Un postulat que Jean-Marc Borello du Groupe SOS valide fermement. « L’entreprise est en train de comprendre que son bilan écologique et économique n’est durable que si son modèle social l’est. Il ne faut pas oublier que l’entreprise n’est que la somme de ses clients, salariées et actionnaires : c’est donc le changement des exigences de ces parties prenantes qui engage le changement », explique-il.
Le collectif sur tous les fronts
Une prise de conscience collective et d’abord citoyenne donc, qui nécessite un renouveau du système entrepreneurial. Alors changer oui, évidemment, mais comment ? Premier étape, mesurer. Pour cela, des outils. Or, sachant que le PIB -malgré son caractère obsolète il va sans dire- reste l’éternelle référence de classification des pays et de leurs « richesse », vous imaginez bien que les outils de mesure d’impact social et environnemental ne sont pas au rendez-vous. Pour Jean-Marc Borello, « le but nest pas d’opposer les économies mais de mettre au même niveau les impacts économiques, environnementaux et sociaux ».
Effectivement, le triple niveau, socio-economico-environnemental du sujet fait sens dans sa globalité puisque chaque aspect est intimement lié à l’autre. « Aujourd’hui les principaux responsables de la crise climatique sont les 10% les plus riches, et ceux qui subissent sont les plus pauvres », souligne Cécile Duflot. « D’où le lien fondamental entre urgence écologique et sociale ».
À problème commun, mobilisation et solutions communes.

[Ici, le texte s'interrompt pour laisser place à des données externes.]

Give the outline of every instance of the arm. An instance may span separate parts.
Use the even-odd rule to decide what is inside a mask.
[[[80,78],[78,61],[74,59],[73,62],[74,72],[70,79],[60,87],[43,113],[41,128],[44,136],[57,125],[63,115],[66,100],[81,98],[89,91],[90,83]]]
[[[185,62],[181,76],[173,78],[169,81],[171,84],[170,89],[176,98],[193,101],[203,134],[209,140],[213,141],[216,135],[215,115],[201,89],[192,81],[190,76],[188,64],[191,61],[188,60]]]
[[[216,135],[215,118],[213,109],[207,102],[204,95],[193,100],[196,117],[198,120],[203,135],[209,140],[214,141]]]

Puisque l’espèce humaine n’est absolument pas suffisante ni autonome, la coopération est la règle d’or. Pourtant, il semblerait que l’ère industrielle ait effacé ce facteur premier en mettant la compétition au coeur de son fonctionnement. « Pour se sortir de là, la question de mesure des richesses et la transparence des écarts sont essentielles », insiste Cécile Duflot. « Si les entreprises ne s’attaquent pas de manière structurelle à la crise environnementale, le système s’effondrera », poursuit Mathias Vicherat, Danone.
Attention cependant, le monde économique ne se résume pas à l’entreprise. Et pour faire bouger le monde, en dedans et en dehors de l’entreprise, pour mobiliser et faire agir au delà de la sensibilisation, Jerome Saddier du Crédit coopératif à son idée : « l’angoisse est le pire ennemi de la démocratie. Il faut mettre de la rationalité, de la gravité mais surtout de la radicalité dans le système global en place pour faire avancer le débat. En dehors et en dedans du monde entrepreneurial ».
Contrainte et transparence
Si les consciences semblent éveillées il ne faut pas non plus croire à trop de bonté. Un univers de contrainte est nécessaire pour que les entreprises s’investissent, en toute lucidité. Pour Cecile Duflot, cette contrainte se caractérise en trois points : loi, fiscalisme, commande publique. « Il ne s’agit pas que d’une question de volontarisme mais aussi de comment l’action publique utilise les leviers de régulation pour contraindre au changement. En termes d’impact écologique comme social, la France bat des records. Les dividendes des entreprises de l’année dernière ont augmenté trois fois plus vite que les salaires. La première étape pour arrêter les discours ésotériques c’est la transparence sur la situation », affirme-t-elle.
Du collectif, du transparent, de la contrainte et des outils de mesures efficaces. Voilà de quoi alimenter les propositions qui porteront les valeurs des 1000 entrepreneurs sociaux de #NousSommesDemain. Affaire à suivre donc.